137 Views Asked by At

I am learning OpenACC with Fortran (with a suite of tools from Nvidia) and am doing it by porting my implementation of the Conjugate Gradient (CG) solver to GPUs.

Clearly, I am trying to keep as much data as possible on the device (GPU memory), with the following commands:

27   ! Copy matrix (a_sparse), vectors (ax - b) and scalars (alpha - pap) to GPU                                     
28   !$acc enter data copyin(a_sparse)                                             
29   !$acc enter data copyin(a_sparse % row(:))                                    
30   !$acc enter data copyin(a_sparse % col(:))                                    
31   !$acc enter data copyin(a_sparse % val(:))                                    
32   !$acc enter data copyin(ax(:), ap(:), x(:), p(:), r(:), b(:))                                   
33   !$acc enter data copyin(alpha, beta, rho, rho_old, pap)                       

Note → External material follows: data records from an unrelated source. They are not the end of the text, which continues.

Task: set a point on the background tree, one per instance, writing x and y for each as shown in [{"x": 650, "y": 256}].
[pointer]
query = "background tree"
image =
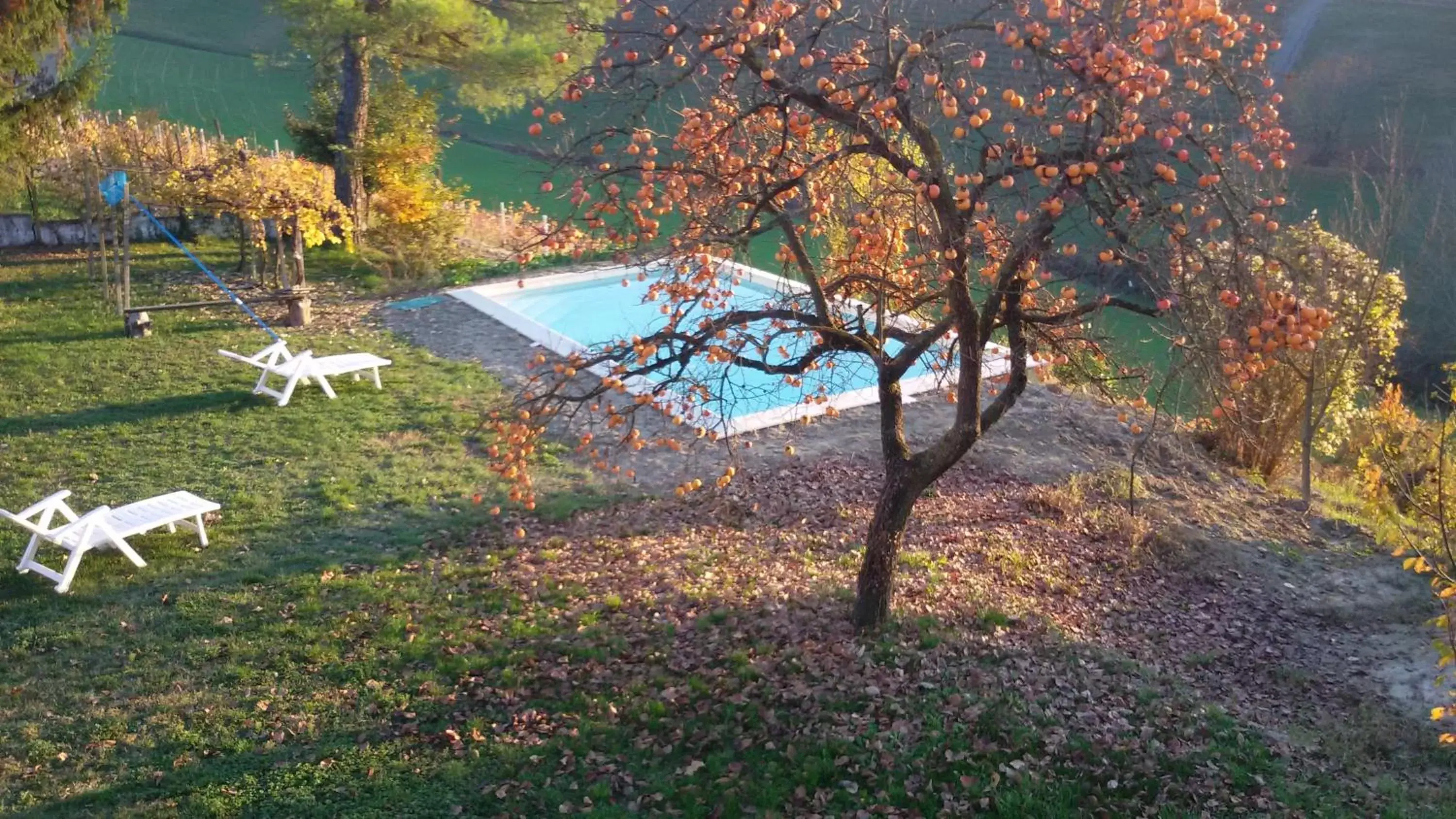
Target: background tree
[
  {"x": 497, "y": 53},
  {"x": 51, "y": 62},
  {"x": 1318, "y": 361},
  {"x": 1122, "y": 130}
]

From that point on, all operations constituting the solution algorithm of the CG solver, are done with the present clause. For a vector operation, an excerpt looks like:

49   !$acc  parallel loop      &                                                   
50   !$acc& present(r, b, ax)                                                      
51   do i = 1, n                                                                   
52     r(i) = b(i) - ax(i)                                                         
53   end do                                                                        

I do the same things with scalars, for example:

87     !$acc kernels present(alpha, rho, pap)                                      
88     alpha = rho / pap                                                           
89     !$acc end kernels                                                           

All scalar variables are on the device. With lines 87-89 I am trying to execute the command alpha = rho / pap on device only, avoiding any data transfer from or to host, but nsight-sys profiler shows me the following:

enter image description here

To my astonishment, there seems to be data transfer at line 87, both before (red "Enter Data" square) and after (red "Exit Data" square) the compute construct (blue "Cg.f90: 87" square).

Could anyone tell me what is going on? Are the lines 87-89 executed on device? Moreover, why are there no corresponding CUDA commands for these "Enter Data" and "Exit Data" fields? If so, why there seems to be data transfer between the host and the device? If not, is there an OpenACC command which would direct compiler to execute a programming line, which is not necessarily a loop, on the device only?

I noticed the same for the array operations, such as the ones I wrote above in lines 49-53, there is some data transfer there too, but I could attribute it to the variable n which should be passed to device.

1

There are 1 best solutions below

0
On

It could a few things. The Fortran specifies that the right hand side of an array syntax operation needs to be fully evaluated before assignment to the left hand side, so the compiler may be allocating a temp array to hold the result of the evaluation. Though often the compiler can optimize away the need for the temp, so it may or may not be the issue. Try making this an explicit loop, rather than use array syntax to see if it solves the issue.

A second possibility, is that the compiler is needing to copy the array descriptors since it can't tell if they've changed or not. Though, I'd expect to see some data movement rather than just the enter/exit regions.

The third possibility is that this is just the present check itself which does still call the enter/exit runtime calls. Instead of copying data, the call looks up the device pointer which is later passed to the kernel call and the reference counter is incremented/decremented.